[Bug]: AttributeError: 'Pdf' object has no attribute 'page_chars'
Is there an existing issue for the same bug?
- [X] I have checked the existing issues.
Branch name
V0.13.0
Commit ID
1d0a560
Other environment information
NAME="CentOS Stream"
VERSION="9"
ID="centos"
ID_LIKE="rhel fedora"
VERSION_ID="9"
PLATFORM_ID="platform:el9"
PRETTY_NAME="CentOS Stream 9"
ANSI_COLOR="0;31"
LOGO="fedora-logo-icon"
CPE_NAME="cpe:/o:centos:centos:9"
HOME_URL="https://centos.org/"
BUG_REPORT_URL="https://issues.redhat.com/"
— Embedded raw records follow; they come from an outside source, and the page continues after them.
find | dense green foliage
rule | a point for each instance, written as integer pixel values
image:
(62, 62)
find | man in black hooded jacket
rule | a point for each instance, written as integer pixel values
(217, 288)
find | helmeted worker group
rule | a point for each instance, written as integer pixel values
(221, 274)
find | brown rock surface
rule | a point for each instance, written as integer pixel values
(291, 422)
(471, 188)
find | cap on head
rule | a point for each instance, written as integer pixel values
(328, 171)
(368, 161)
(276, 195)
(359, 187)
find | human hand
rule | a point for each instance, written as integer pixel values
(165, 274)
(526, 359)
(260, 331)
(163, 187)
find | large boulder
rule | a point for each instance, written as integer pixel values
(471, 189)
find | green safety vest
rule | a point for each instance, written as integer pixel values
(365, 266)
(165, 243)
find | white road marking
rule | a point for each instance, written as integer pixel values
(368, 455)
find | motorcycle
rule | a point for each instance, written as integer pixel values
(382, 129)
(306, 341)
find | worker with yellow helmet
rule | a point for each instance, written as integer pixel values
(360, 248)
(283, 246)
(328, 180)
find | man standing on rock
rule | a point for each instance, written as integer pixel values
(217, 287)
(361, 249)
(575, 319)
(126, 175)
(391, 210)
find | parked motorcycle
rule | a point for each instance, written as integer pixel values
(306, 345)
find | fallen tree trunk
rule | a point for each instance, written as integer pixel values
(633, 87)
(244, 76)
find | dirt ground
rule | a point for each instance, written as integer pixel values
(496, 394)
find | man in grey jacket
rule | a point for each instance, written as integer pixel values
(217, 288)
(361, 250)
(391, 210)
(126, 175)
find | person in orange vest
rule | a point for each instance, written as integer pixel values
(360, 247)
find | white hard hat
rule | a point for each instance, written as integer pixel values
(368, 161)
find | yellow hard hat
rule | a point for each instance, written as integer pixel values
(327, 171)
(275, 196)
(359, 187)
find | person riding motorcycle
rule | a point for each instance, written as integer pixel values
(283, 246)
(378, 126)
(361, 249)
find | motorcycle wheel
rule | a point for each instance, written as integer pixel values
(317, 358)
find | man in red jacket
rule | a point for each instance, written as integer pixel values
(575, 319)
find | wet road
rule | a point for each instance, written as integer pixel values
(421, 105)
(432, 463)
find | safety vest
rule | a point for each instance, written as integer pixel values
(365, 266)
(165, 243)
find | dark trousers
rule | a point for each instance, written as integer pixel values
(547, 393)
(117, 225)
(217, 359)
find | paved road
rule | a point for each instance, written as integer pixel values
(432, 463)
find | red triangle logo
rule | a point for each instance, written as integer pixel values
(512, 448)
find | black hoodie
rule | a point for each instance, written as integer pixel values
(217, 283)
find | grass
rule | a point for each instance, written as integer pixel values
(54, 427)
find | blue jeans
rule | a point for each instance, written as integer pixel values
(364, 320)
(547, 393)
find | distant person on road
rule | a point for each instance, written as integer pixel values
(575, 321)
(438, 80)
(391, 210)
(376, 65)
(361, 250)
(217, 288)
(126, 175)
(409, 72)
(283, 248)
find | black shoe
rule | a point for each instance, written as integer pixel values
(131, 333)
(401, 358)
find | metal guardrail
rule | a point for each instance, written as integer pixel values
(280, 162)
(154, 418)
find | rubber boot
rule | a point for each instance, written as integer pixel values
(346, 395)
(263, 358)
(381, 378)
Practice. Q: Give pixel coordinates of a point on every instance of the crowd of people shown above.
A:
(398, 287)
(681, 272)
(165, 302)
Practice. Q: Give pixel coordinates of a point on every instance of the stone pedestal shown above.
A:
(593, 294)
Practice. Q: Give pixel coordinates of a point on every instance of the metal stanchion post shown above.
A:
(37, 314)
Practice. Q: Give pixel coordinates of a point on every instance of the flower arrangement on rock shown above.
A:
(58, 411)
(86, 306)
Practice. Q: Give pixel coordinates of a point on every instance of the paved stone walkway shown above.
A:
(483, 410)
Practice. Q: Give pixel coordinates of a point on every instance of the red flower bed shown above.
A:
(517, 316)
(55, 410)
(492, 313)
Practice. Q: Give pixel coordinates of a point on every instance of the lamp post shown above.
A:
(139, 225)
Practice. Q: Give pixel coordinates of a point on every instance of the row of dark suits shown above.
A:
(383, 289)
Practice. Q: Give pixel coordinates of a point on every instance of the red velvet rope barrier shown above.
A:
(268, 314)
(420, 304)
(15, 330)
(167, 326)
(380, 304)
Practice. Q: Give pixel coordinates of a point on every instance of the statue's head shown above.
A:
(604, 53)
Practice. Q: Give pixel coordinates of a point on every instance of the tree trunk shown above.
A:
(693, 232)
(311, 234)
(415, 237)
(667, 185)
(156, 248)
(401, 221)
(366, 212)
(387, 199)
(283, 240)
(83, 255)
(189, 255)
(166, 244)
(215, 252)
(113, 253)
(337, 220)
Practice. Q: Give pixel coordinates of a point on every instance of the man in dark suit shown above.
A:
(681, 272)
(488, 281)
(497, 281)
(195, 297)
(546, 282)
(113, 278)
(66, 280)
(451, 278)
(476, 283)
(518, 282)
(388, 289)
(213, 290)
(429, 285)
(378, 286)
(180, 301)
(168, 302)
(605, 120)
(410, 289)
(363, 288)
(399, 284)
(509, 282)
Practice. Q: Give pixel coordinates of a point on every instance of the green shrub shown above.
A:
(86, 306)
REDHAT_SUPPORT_PRODUCT="Red Hat Enterprise Linux 9"
REDHAT_SUPPORT_PRODUCT_VERSION="CentOS Stream"
Actual behavior
Expected behavior
Uploading PDF files to build a knowledge base should not throw errors.
Steps to reproduce
1. Start ragflow from source code
2. Create an empty knowledge base
3. Upload PDF files to build the knowledge base
Additional information
Traceback (most recent call last): File "/home/shiyalun/project/opensource/ragflow/rag/svr/task_executor.py", line 174, in build cks = chunker.chunk(row["name"], binary=binary, from_page=row["from_page"], ^^^^^^^^^^^^^^^^^^^^^^^^^^^^^^^^^^^^^^^^^^^^^^^^^^^^^^^^^^^^^^^^^^^^^ File "/home/shiyalun/project/opensource/ragflow/rag/app/qa.py", line 356, in chunk qai_list, tbls = pdf_parser(filename if not binary else binary, ^^^^^^^^^^^^^^^^^^^^^^^^^^^^^^^^^^^^^^^^^^^^^^ File "/home/shiyalun/project/opensource/ragflow/rag/app/qa.py", line 77, in call self.images( File "/home/shiyalun/project/opensource/ragflow/deepdoc/parser/pdf_parser.py", line 989, in images range(len(self.page_chars))] ^^^^^^^^^^^^^^^ AttributeError: 'Pdf' object has no attribute 'page_chars'. Did you mean: 'page_images'?
Could you attach the PDF file, if it's convenient for you?
I upgraded pdfplumber==0.11.1 and it worked out.